We often talk about Wesleyan as an “engaged university” and the importance of avoiding this “snare of preparation.” We don’t want only to “lumber our minds” with books and articles, wesbites and blogs. We want our education to prepare us for life – not to help us avoid living.

Liberal education today should prepare students for life, and Wesleyan has been increasingly focused on doing a better job of helping them transition from campus to life after graduation. Whether students do this through activism or internships, service learning or “intellectual cross-training,” they learn to make their education feed into what they will be doing in the world.

This is pragmatic liberal arts education.

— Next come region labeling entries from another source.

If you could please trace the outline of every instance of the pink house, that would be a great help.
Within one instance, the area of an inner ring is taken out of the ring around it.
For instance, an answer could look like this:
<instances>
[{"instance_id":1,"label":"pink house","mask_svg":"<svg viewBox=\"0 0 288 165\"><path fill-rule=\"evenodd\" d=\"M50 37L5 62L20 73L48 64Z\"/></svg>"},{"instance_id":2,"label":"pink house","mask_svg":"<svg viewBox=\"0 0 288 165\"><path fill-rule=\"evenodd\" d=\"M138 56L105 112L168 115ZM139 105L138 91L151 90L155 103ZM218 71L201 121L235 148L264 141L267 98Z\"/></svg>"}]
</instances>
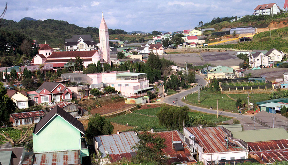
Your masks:
<instances>
[{"instance_id":1,"label":"pink house","mask_svg":"<svg viewBox=\"0 0 288 165\"><path fill-rule=\"evenodd\" d=\"M143 95L153 89L149 87L149 80L145 73L116 71L87 75L91 78L93 84L107 83L127 96Z\"/></svg>"},{"instance_id":2,"label":"pink house","mask_svg":"<svg viewBox=\"0 0 288 165\"><path fill-rule=\"evenodd\" d=\"M27 93L36 103L59 102L72 99L72 91L60 83L45 82L35 91Z\"/></svg>"}]
</instances>

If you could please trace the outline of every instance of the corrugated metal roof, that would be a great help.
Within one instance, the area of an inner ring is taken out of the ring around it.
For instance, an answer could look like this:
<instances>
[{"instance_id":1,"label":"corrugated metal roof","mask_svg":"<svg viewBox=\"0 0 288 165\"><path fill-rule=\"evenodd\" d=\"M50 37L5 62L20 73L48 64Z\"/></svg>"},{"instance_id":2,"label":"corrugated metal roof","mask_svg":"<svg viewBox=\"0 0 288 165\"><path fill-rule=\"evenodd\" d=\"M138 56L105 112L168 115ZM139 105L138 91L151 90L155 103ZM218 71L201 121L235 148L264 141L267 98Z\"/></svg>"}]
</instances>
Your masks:
<instances>
[{"instance_id":1,"label":"corrugated metal roof","mask_svg":"<svg viewBox=\"0 0 288 165\"><path fill-rule=\"evenodd\" d=\"M34 165L81 165L80 151L35 154Z\"/></svg>"},{"instance_id":2,"label":"corrugated metal roof","mask_svg":"<svg viewBox=\"0 0 288 165\"><path fill-rule=\"evenodd\" d=\"M278 160L279 161L288 161L288 149L282 149L251 152L249 154L257 155L263 159L265 163L274 163Z\"/></svg>"},{"instance_id":3,"label":"corrugated metal roof","mask_svg":"<svg viewBox=\"0 0 288 165\"><path fill-rule=\"evenodd\" d=\"M50 108L53 108L55 107L55 106L56 106L56 105L58 105L58 106L59 106L59 107L61 108L63 108L65 107L66 106L72 103L71 103L71 102L66 102L66 101L61 101L59 103L57 104L54 105L53 105L52 107L51 107Z\"/></svg>"},{"instance_id":4,"label":"corrugated metal roof","mask_svg":"<svg viewBox=\"0 0 288 165\"><path fill-rule=\"evenodd\" d=\"M1 165L10 165L12 151L0 152L0 163Z\"/></svg>"},{"instance_id":5,"label":"corrugated metal roof","mask_svg":"<svg viewBox=\"0 0 288 165\"><path fill-rule=\"evenodd\" d=\"M11 115L12 118L14 119L43 116L45 115L45 113L43 111L12 114Z\"/></svg>"},{"instance_id":6,"label":"corrugated metal roof","mask_svg":"<svg viewBox=\"0 0 288 165\"><path fill-rule=\"evenodd\" d=\"M240 148L227 148L224 141L225 137L229 141L239 146L242 146L239 143L232 141L221 127L200 128L197 126L185 127L185 129L196 137L195 142L203 147L204 153L245 150Z\"/></svg>"},{"instance_id":7,"label":"corrugated metal roof","mask_svg":"<svg viewBox=\"0 0 288 165\"><path fill-rule=\"evenodd\" d=\"M168 160L170 163L179 162L181 163L196 163L197 161L190 153L188 146L185 142L184 135L177 131L159 132L156 133L161 137L165 139L164 142L167 147L162 149L165 155L171 158ZM181 137L182 135L183 136ZM173 141L181 141L184 148L184 151L176 151L172 144Z\"/></svg>"},{"instance_id":8,"label":"corrugated metal roof","mask_svg":"<svg viewBox=\"0 0 288 165\"><path fill-rule=\"evenodd\" d=\"M283 128L265 129L234 132L233 137L247 142L288 139L288 133Z\"/></svg>"},{"instance_id":9,"label":"corrugated metal roof","mask_svg":"<svg viewBox=\"0 0 288 165\"><path fill-rule=\"evenodd\" d=\"M288 149L288 139L248 143L250 151Z\"/></svg>"},{"instance_id":10,"label":"corrugated metal roof","mask_svg":"<svg viewBox=\"0 0 288 165\"><path fill-rule=\"evenodd\" d=\"M102 158L106 156L105 151L110 154L135 152L136 150L131 147L139 141L138 137L134 131L120 133L119 135L98 136L94 137L94 140L98 142L99 150L102 154Z\"/></svg>"}]
</instances>

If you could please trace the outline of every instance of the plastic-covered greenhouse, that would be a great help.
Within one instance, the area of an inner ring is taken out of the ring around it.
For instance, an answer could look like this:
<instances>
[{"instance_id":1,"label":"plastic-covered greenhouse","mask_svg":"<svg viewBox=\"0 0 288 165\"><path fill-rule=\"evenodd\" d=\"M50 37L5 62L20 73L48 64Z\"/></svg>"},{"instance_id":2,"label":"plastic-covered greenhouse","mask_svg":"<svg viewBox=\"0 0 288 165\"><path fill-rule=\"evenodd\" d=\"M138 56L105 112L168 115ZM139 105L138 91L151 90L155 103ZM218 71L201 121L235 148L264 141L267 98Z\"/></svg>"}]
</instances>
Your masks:
<instances>
[{"instance_id":1,"label":"plastic-covered greenhouse","mask_svg":"<svg viewBox=\"0 0 288 165\"><path fill-rule=\"evenodd\" d=\"M255 29L253 28L240 28L232 29L230 30L230 34L232 34L235 32L236 34L246 34L247 33L255 34Z\"/></svg>"}]
</instances>

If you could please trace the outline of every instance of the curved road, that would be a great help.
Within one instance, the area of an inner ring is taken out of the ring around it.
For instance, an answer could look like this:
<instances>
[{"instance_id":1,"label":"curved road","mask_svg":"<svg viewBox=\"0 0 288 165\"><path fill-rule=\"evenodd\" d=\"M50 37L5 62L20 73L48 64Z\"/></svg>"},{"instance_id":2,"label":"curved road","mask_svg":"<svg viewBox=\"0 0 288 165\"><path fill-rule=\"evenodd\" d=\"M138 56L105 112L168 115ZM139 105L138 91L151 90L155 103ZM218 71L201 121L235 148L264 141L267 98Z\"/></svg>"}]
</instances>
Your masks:
<instances>
[{"instance_id":1,"label":"curved road","mask_svg":"<svg viewBox=\"0 0 288 165\"><path fill-rule=\"evenodd\" d=\"M204 79L205 78L205 76L200 76L197 74L195 74L196 78L196 80L198 85L204 85L208 83L207 81ZM173 105L173 101L175 101L175 104L177 103L176 100L178 99L178 106L180 107L187 105L189 108L191 109L201 111L204 112L210 113L213 114L216 114L217 111L216 110L211 110L210 109L205 108L199 107L194 105L188 104L184 103L181 101L182 98L186 96L186 95L190 93L194 93L198 91L198 87L196 86L195 87L183 91L182 92L180 92L179 93L174 94L171 96L167 96L165 97L163 100L163 102L167 104L171 105ZM225 116L233 118L238 117L239 118L242 118L244 117L250 117L251 116L246 115L239 115L236 113L226 112L222 111L218 111L218 114L220 115Z\"/></svg>"}]
</instances>

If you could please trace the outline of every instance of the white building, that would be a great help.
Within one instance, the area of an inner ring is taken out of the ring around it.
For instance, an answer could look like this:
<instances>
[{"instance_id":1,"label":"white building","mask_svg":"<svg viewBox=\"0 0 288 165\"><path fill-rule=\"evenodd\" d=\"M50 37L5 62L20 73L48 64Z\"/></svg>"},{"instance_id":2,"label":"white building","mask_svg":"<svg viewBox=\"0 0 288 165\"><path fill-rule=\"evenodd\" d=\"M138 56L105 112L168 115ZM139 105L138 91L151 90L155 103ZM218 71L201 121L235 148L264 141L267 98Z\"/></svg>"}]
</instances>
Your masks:
<instances>
[{"instance_id":1,"label":"white building","mask_svg":"<svg viewBox=\"0 0 288 165\"><path fill-rule=\"evenodd\" d=\"M282 58L284 56L283 52L280 51L274 48L269 50L265 55L270 58L270 61L281 61Z\"/></svg>"},{"instance_id":2,"label":"white building","mask_svg":"<svg viewBox=\"0 0 288 165\"><path fill-rule=\"evenodd\" d=\"M198 161L207 164L212 160L248 158L248 145L233 138L222 127L185 127L184 135L191 152L198 154ZM212 159L212 160L211 160Z\"/></svg>"},{"instance_id":3,"label":"white building","mask_svg":"<svg viewBox=\"0 0 288 165\"><path fill-rule=\"evenodd\" d=\"M252 68L268 66L270 58L262 53L257 52L250 55L249 59L249 65Z\"/></svg>"},{"instance_id":4,"label":"white building","mask_svg":"<svg viewBox=\"0 0 288 165\"><path fill-rule=\"evenodd\" d=\"M254 9L254 16L277 14L280 12L280 8L276 3L268 3L258 5Z\"/></svg>"}]
</instances>

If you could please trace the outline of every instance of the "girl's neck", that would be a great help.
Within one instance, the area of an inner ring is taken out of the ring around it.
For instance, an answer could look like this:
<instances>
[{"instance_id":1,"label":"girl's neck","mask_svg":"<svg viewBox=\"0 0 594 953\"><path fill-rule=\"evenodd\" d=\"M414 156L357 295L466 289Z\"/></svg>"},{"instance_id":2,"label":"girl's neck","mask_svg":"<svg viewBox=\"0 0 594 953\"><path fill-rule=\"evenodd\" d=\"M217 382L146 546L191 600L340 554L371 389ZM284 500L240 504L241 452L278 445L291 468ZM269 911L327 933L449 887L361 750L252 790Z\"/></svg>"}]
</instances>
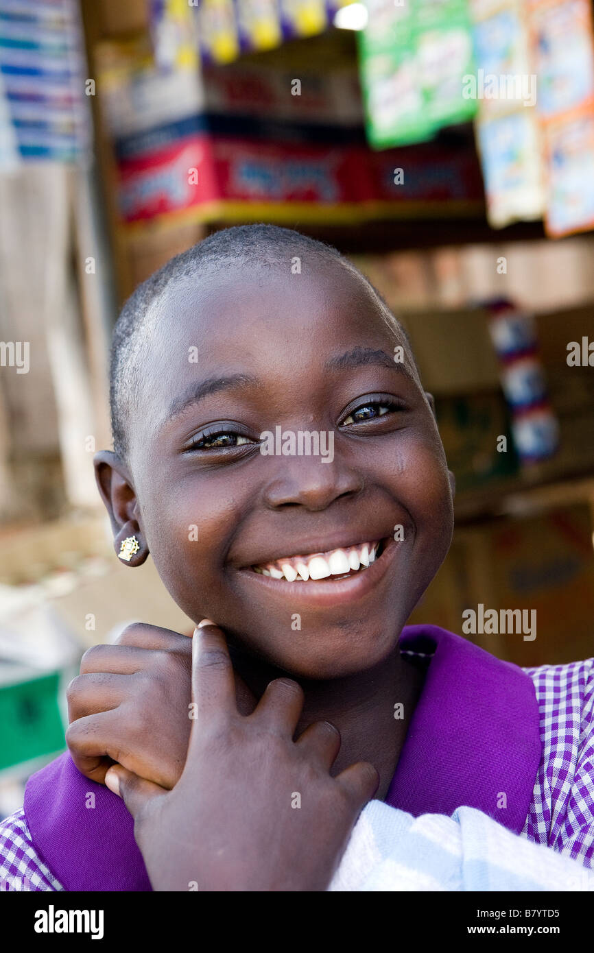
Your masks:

To talk of pragmatism doesn’t mean that we stop reading great books, absorbing powerful art, or learning languages. After all, what I’ve written here depends on reading Addams and knowing something about de Quincey, Homer, and others. We should feel no threat to our studies when asked what we shall do with what we study. There are so many possibilities! The sphere of possible action wasn’t limited to industrialism at the beginning of our century, and it sure isn’t limited to finance or digital media entrepreneurship today.

One of the founders of American pragmatism, C.S. Peirce, wrote that the whole function of thought is to produce habits of action. William James emphasized that we had to take action in the broadest sense, “every sort of fit reaction…brought by the vicissitudes of life.” With Jane Addams in mind, we might say that the whole function of education is to produce habits of action, fit reactions, that contribute to our individual and social good.